チームのみんなが僕をチームの一員として対応してくれたし、ほとんどが長い間日産車で好成績をあげるために一緒に戦ってきた仲間だったので、とてもエキサイティングだった。

週末の最初の大きな出来事は、Q1で千代がミシュランを装着した46号車で1位通過したことだった。彼の役割はマシンをトップ8以内に持って行き本山につなげば充分頑張ったことになるのに、彼は一番上を取りに行くことで彼自身が十分にその地位にいることに値するということを周囲に示した。

チームメイトがポールポジションに届くパフォーマンスを見せたことで、Q2で本山がどれだけ難しく感じてしまうのだろうかと同じドライバーとして思ったが、その状況の中でいつも通り、いやむしろ素晴らしいパフォーマンスが出来ないとしたら、それは本山ではない。彼はやはり素晴らしいタイムを叩き出した。ただ残念ながら他のマシンの方がQ1より少しだけ速くなってしまい、P4という結果。レースでは常にコンディションが変わってしまうけれど、ドライバーはふたりとも大きなプレッシャー下で素晴らしい仕事をしたと思うし、それは外から見ていた僕にとってはとても印象深く、僕がその大きなプレッシャーの中にいないことをある意味幸せだと思った。予選はドライバーにとっては残酷だ。たった一周、一発のチャンスの中、全く小さなミスさえも許されないのだ。

レースそのものはどんな時もスペシャルだけど、開幕は特に誰もがどうにかしてよい結果を、むしろ一番のターゲットである勝利を手にしたいと思っている。シーズンは長いし、最初のレースはその後に続くシーズンの自信を築いてくれる。アクシデントのない静かな今回のオープニングラップがそれを証明していると思うし、事実、黄旗の出ないレースとなった。僕はこんなレースを今までの経験の中で思い出せない!もしかしたら、それはつまらないと言う人がいるかもしれない。でも実際はつまらないレースとはかけ離れていた。

レースで、トップ集団の中でも明らかに一番速かった1号車のロニーが走っているときは、彼はレクサス勢を追い詰めるのにとても忙しかったし、12号車の安田は後ろから大きなプレッシャーを受けながら走っていた。ドライバーとしてはただ前に行くことやポジションを上げることだけに集中したいのだけれども、残念ながらいつもそういうわけにはいかず、時には自分を追い詰めようとする敵から自分を守らなくてはいけない。それは本当にフラストレーションのたまることだ。後ろから来るマシンを突然ブロックしなくてはいけないし、それは走行ラインを外さなくてはいけないということで、さらにラップタイムが落ちてしまう。みんな追いつこうとしているし、トラフィックをつくってしまうことになる。後方のマシンを押さえきるのはとても重要なことで、レースを左右すると言っても過言ではない。一台に追い越されてしまったら、瞬く間にまるで列車のように何台にも一度に抜かされてしまったりする。それでもそんな中、安田はとても落ち着いていたし、見事後ろのマシンを押さえきった。だから結果的には残念ながら表彰台には届かなったマシンだけれども、5位でフィニッシュさせることができたと思う。
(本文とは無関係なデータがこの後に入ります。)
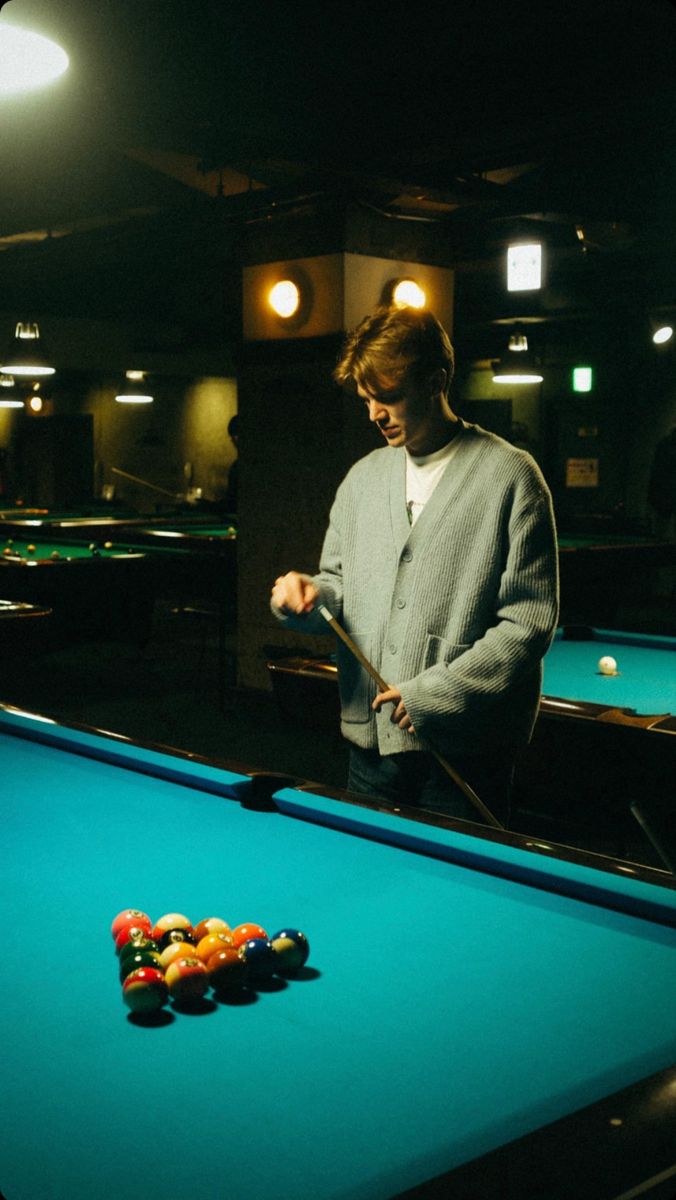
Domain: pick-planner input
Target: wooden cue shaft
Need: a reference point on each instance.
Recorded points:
(383, 687)
(154, 487)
ロニーはレースをリードしてNISMOピットに戻ってきたが、37号車トムスとはまだほんの少しの差だった。メカニックは緊張感で張りつめていた。今まで僕は自分がドライブしていたときはドライバーチェンジに忙しかったので、生で、目の前でピット作業の全てを見たことはなかった。でもそのとき僕はその張りつめた空気や、速くスムーズで失敗のないピット作業をするメカニックのプレッシャーを感じることができた。そして彼らも自分たちの仕事がレースを決めるということをよく知っていた。松田次生がピットアウト後トップに立ち、息をつく暇があるかどうか、いや、トップに立てるかどうかもメカニックにかかっていた。僕は驚愕の思いで彼らの手や体の動きを見ていた。もちろん彼らがNISMOのファクトリーでも懸命にピット作業の練習をしていることは知っていたけれども、実際に彼らがピット作業をしている姿を見ると、それはとても正確で素晴らしいものだった。無駄な動きは1つたりともなかったし、あっという間に松田はまずまずのリードの中ピットを後にした。ニスモのピットクルーはその瞬間レースに勝っていたし、ドライバーの仕事をものすごく楽にした。松田はアウトラップの1コーナーから守りに入るかわりに、自分ペースでタイヤを温めることができた。
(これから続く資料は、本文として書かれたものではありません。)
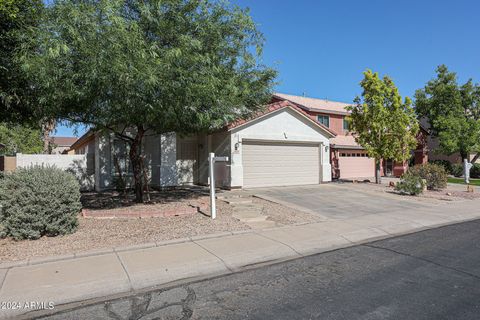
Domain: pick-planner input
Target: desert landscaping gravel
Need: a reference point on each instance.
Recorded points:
(93, 233)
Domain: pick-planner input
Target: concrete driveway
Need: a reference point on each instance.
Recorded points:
(338, 201)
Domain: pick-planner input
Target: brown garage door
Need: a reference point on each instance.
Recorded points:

でも、松田もかなり大変な仕事をしたと思う。トップを走っていたマシンを引き継ぐということは、これ以上順位は上がらないが、安全に、でも限界の中全力で走らなくてはいけないということを意味する。トップを走っている彼にとっては、失うものは多いが、それ以上に得るものはない。40周も!ドライバーとしては心地良いポジションとは言えない。でも彼はチャンピオンとしてやるべきことをした。松田は自分が実際にリードしているということを考える代わりに、自分のドライビングだけに集中し、より大きなギャップを作ることだけを考えていたと思う。完璧な勝利はNISMOチームの全てによってもたらされたものだ。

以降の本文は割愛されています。